From September 2019-December 2021, I was the Morgenthau Scholar-in-Residence at the FDR Library and Museum in Hyde Park, NY. In this role, I developed digital humanities tools to raise awareness about the Holocaust related collections at the library, focusing on the roles that women staff played in the rescue effort. Here is an example of a blog post I created for the FDR library about Henrietta Stein Klotz, secretary to Henry Morgenthau Jr. A chapter I wrote about Henrietta Klotz is forthcoming (2022) in an edited collection called Jewish Studies in the Digital Age #DHJewish published by De Gruyter.

I earned my PhD in Global and Socio-cultural Studies (GSS) at Florida International University in April 2018. I also earned an M.A. in African and African Diaspora Studies as part of the combined program with GSS in May 2015. I received a Dissertation Year Fellowship from the FIU Graduate School for the 2017-2018 school year. My dissertation “Jewish women’s transracial epistemological networks: Representations of Black women in the African diaspora, 1930-1980” used historical social network analysis to consider how Jewish women social scientists’ networks across racial, national, and disciplinary boundaries impacted their theorizing about black women’s sexualities in Brazil, the UK, the Caribbean, South Africa and the U.S.

I received a series of Ruth Landes Memorial Fund grants through The Reed Foundation in order to complete archival data collection in New York City, Los Angeles, Washington D.C., and Johannesburg, South Africa with the papers of Jewish social scientists: Vera D. Rubin, Hilda Kuper, Ruth Landes, and Ellen Hellmann.
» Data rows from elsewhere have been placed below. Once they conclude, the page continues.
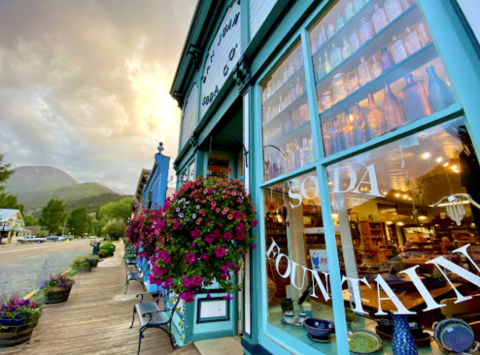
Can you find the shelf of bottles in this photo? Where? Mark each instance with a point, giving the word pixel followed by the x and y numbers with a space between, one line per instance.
pixel 376 68
pixel 287 133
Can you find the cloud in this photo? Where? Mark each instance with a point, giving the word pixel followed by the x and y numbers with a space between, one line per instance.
pixel 84 84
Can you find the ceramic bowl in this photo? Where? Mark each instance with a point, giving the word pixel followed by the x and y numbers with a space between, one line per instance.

Previously, I received a Foreign Language and Area Studies fellowship through the Latin American and Caribbean Center at FIU, which supported fieldwork in Brazil. I investigated the contemporary impact of the 1938-1939 research of Jewish American anthropologist Ruth Landes. She argued that Candomblé, an Afro-Brazilian, Yoruba-based, spirit-possession religion, was matriarchal. I wrote my M.A. exit paper on this topic: “Placing Ruth Landes within Afro-Brazilian Studies: The Debates about ‘Black Matriarchy’ 1930-1950 and Contemporary Critiques,” arguing that Ruth Landes’ specific Jewish background influenced her arguments and position within these debates as well as her treatment by men (some Jewish) within the disciplines of anthropology and sociology. I published an article based on this exit paper in History and Anthropology.
From 2016-2019, I served as co-chair for the Jewish caucus within the National Women’s Studies Association (NWSA); in this role I organized five panels for the 2018 conference emphasizing the experiences of Jewish women of color. In 2019, I presented about the transracial and transnational collaboration between Fatima Meer and Hilda Kuper (see “All projects”). In 2017 and 2019 I created and led a feminist Shabbat service at the NWSA conference.

From 2011-2013 I worked as a New York City Teaching Fellow (a public high school teacher) and completed a M.S. in Teaching Urban Adolescents with Disabilities at Long Island University in Brooklyn. During my master’s program, I completed several qualitative research studies that investigated how NYC public school environments perpetuate race and gender oppression and restrict teachers’ abilities to create spaces for student voice/agency.
Earlier in my time in New York, I worked as a Jewish educator, Kaplan private tutor and adjunct instructor in Sociology and Psychology. Before moving to New York, I completed an M.A. in Women’s Studies from San Diego State (graduated May 2008) and worked as a Graduate Teaching Associate. In this position I designed and led my own introductory Women’s Studies course. My master’s thesis focused on the “borderland” experiences of Afro-Jewish women in Brazil.
From 2018 I have served as an adjunct lecturer at Florida International University in the departments of Global and Socio-cultural studies, African and African Diaspora Studies, History and Education. I was also a clinical supervisor for student teaching interns in the Social Studies Education program at FIU.